While McCain came out as supportive of Pakistan and sensitive to its position and the difficult insurgency it is dealing with, Obama appeared to be otherwise. McCain also took advantage of the fact that he has visited Pakistan’s Tribal Areas and, given his military background, came out as more appreciative of the difficult terrain and the entrenched insurgency there. McCain also admitted that after Afghan freedom fighters drove the Russians out of Afghanistan, “we basically washed our hands off the region. And the result over time was the Taliban, Al Qaeda, and a lot of the difficulties being faced today.” Those, he added, are lessons of history that cannot be ignored.

McCain said, “I’m not prepared at this time to cut off aid to Pakistan.
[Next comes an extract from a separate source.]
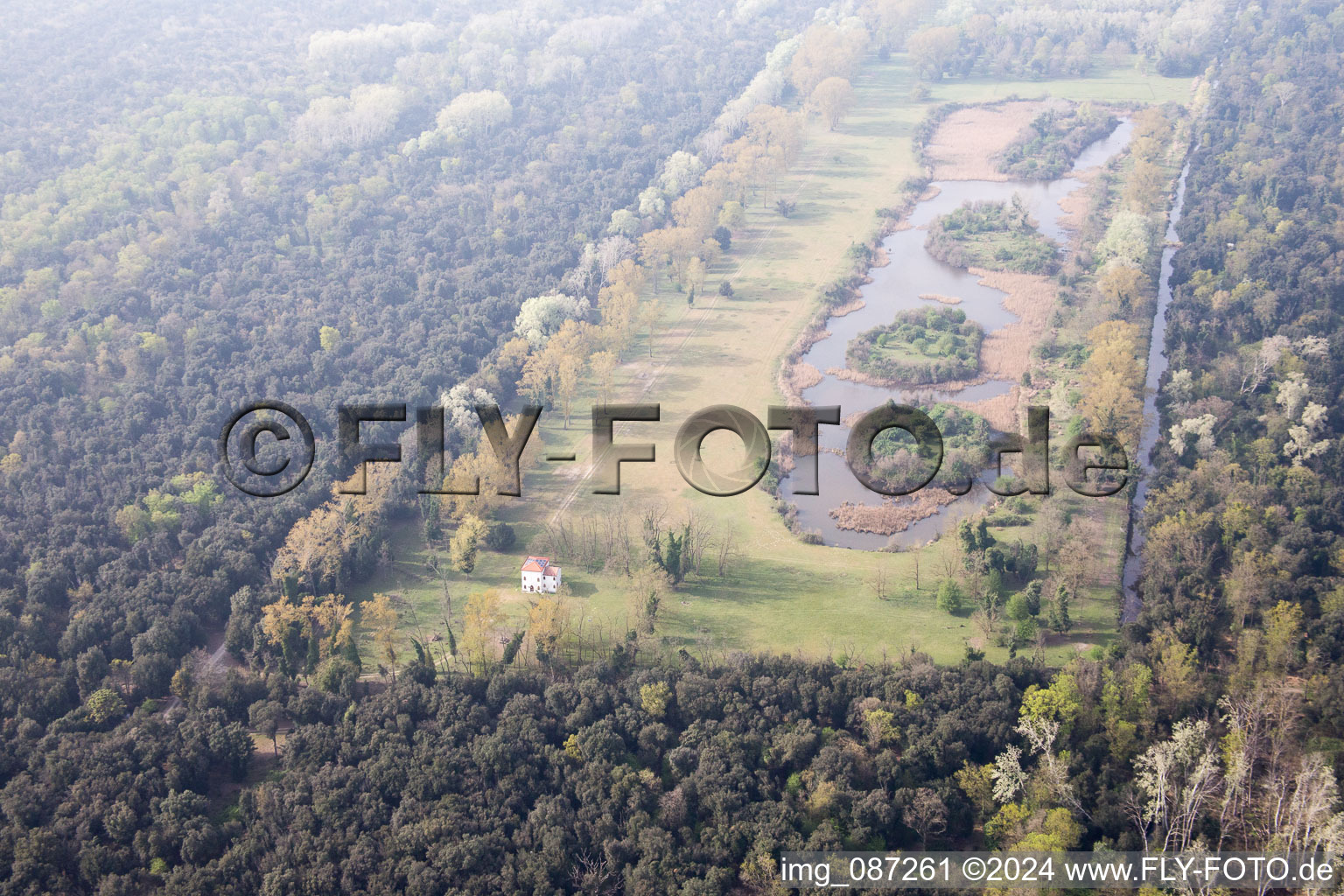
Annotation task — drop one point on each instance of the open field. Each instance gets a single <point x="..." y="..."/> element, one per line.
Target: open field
<point x="780" y="594"/>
So I’m not prepared to threaten it, as Senator Obama apparently wants to do, as he has said that he would announce military strikes into Pakistan. We’ve got to get the support of the people of – of Pakistan. He said that he would launch military strikes into Pakistan. Now, you don’t do that. You don’t say that out loud. If you have to do things, you have to do things, and you work with the Pakistani government.” He pointed out that the new president of Pakistan has “got his hands full”.

McCain mocked Obama for his lack of familiarity with the region, saying, “I’ve been to Waziristan. I can see how tough that terrain is. It’s ruled by a handful of tribes.” He was dismissive of Obama on account of his having called for more troops, adding, “but what he doesn’t understand, it’s got to be a new strategy, the same strategy that he condemned in Iraq. It’s going to have to be employed in Afghanistan. And we’re going to have to help the Pakistanis go into these areas and obtain the allegiance of the people.” He warned that it is going to be ‘tough’. The local tribes have intermarried with Al Qaeda and the Taliban, but “we have to get the co-operation of the people in those areas.” He also stressed that the Pakistanis are going to have to understand that that Marriott hotel bombing was “a signal from the terrorists that they don’t want that government to co-operate with us in combating the Taliban and jihadist elements”. He said Pakistan is a very important element in the new regional strategy, adding, “I know how to work with him. And I guarantee you I would not publicly state that I’m going to attack them.”

Obama denied that he had talked about attacking Pakistan. Clarifying his earlier remarks, he said, “If the United States has Al Qaeda, bin Laden, top-level lieutenants in our sights, and Pakistan is unable or unwilling to act, then we should take them out.” He called the ‘right strategy’, the ‘right policy’. Referring to “cross-border attacks against US troops”, Obama said, “We have to start making some decisions.” Turning to the strategy pursued by Washington for 10 years, he summed it up as “we coddled Musharraf, we alienated the Pakistani population, because we were anti-democratic. We had a 20th-century mindset that basically said, ‘Well, you know, he may be a dictator, but he’s our dictator’.” As a consequence, the US lost legitimacy in Pakistan. “We spent $10 billion. And in the meantime, they weren’t going after Al Qaeda, and they are more powerful now than at any time since we began the war in Afghanistan. That’s going to change when I’m president of the United States.”

McCain replied, “I don’t think that Senator Obama understands that there was a failed state in Pakistan when Musharraf came to power. Everybody who was around then, and had been there, and knew about it knew that it was a failed state.”